Reputation: 360
I have a dataframe with ~ 500,000 observations, some of the cols have blanks, e.g. a missing name. However the names correspond with an ID, sometimes the name or ID are both there, but sometimes one or the other is missing.

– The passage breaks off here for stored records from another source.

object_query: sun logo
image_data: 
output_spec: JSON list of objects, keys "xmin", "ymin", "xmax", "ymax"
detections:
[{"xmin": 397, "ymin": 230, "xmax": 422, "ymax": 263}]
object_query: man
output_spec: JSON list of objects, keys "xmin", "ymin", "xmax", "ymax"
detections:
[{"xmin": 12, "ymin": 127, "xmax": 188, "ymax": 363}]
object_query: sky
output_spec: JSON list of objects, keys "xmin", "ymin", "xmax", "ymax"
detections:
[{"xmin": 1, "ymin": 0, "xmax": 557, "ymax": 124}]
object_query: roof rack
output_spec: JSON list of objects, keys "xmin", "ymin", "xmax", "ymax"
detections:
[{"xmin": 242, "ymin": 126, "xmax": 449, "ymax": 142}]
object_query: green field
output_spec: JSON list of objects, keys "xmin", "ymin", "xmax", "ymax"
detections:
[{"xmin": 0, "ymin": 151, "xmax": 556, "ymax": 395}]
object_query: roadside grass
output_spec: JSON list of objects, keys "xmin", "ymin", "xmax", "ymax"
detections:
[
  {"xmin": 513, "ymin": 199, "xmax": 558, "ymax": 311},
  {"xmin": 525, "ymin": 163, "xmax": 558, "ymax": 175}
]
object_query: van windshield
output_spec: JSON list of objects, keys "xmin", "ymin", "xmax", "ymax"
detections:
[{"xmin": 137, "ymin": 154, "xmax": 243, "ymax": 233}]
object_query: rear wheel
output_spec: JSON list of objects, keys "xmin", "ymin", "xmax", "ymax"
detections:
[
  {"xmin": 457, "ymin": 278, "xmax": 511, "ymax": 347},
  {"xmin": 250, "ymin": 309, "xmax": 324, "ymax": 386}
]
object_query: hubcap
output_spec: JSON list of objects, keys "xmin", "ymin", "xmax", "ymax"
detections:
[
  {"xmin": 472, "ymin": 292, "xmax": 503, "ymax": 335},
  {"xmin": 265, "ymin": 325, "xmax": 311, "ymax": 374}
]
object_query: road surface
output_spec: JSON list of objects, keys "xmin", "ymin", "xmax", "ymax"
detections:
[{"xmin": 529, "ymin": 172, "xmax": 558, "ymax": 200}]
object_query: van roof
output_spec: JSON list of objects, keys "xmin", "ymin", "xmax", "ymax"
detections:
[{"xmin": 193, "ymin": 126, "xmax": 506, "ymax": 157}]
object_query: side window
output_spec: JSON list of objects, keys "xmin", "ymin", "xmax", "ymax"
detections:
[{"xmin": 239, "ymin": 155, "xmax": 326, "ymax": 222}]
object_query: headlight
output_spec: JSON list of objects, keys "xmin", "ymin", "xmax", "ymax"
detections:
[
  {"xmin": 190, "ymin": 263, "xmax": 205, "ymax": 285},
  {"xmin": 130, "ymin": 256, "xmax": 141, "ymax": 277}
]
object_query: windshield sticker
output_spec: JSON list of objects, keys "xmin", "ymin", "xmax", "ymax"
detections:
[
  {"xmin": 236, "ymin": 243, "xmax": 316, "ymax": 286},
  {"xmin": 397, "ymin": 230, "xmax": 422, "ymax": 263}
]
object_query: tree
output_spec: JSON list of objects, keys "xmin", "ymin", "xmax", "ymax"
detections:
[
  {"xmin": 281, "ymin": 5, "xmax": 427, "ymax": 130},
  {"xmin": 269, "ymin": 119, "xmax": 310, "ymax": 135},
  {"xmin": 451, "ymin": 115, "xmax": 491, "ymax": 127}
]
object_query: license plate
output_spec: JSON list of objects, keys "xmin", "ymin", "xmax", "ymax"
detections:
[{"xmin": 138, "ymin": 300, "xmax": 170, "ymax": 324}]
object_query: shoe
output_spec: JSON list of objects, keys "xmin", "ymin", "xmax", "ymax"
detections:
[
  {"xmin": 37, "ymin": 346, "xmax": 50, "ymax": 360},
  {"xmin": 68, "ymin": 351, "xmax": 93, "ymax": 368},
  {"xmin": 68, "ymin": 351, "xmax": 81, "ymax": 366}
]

Is there a way to search through the df, find and match the missing data
So in this simple example
structure(list(Names = c("Jon", "Al", "Phil", "Sarah", "Jon",
" "), ID = c(12, 14, 16, 18, 12, 14)), class = "data.frame", row.names = c(NA,
-6L))
df
Names ID
1 Jon 12
2 Al 14
3 Phil 16
4 Sarah 18
5 Jon 12
6 14
I know that 14 matches with Al
So I could replace the blank on row 6 with Al.
But how can I do this on a larger scale with multiple missing values?
Upvotes: 1
Views: 26
Reputation: 886938
Assuming that ID
have only a single unique 'Names' - do a group by 'ID' and replace the 'Names' that are blank (""
) with the first 'Names'
library(dplyr)
df %>%
mutate(Names = trimws(Names)) %>%
group_by(ID) %>%
mutate(Names = replace(Names, Names == "",
first(Names[Names != ""]))) %>%
ungroup
-output
# A tibble: 6 × 2
Names ID
<chr> <dbl>
1 Jon 12
2 Al 14
3 Phil 16
4 Sarah 18
5 Jon 12
6 Al 14
Another option is to replace the ""
to NA
and then use fill
to replace the missing values by 'ID' with the non-NA adjacent Names
library(tidyr)
df %>%
mutate(Names = na_if(trimws(Names), "")) %>%
group_by(ID) %>%
fill(Names, .direction = 'downup') %>%
ungroup
# A tibble: 6 × 2
Names ID
<chr> <dbl>
1 Jon 12
2 Al 14
3 Phil 16
4 Sarah 18
5 Jon 12
6 Al 14
Upvotes: 1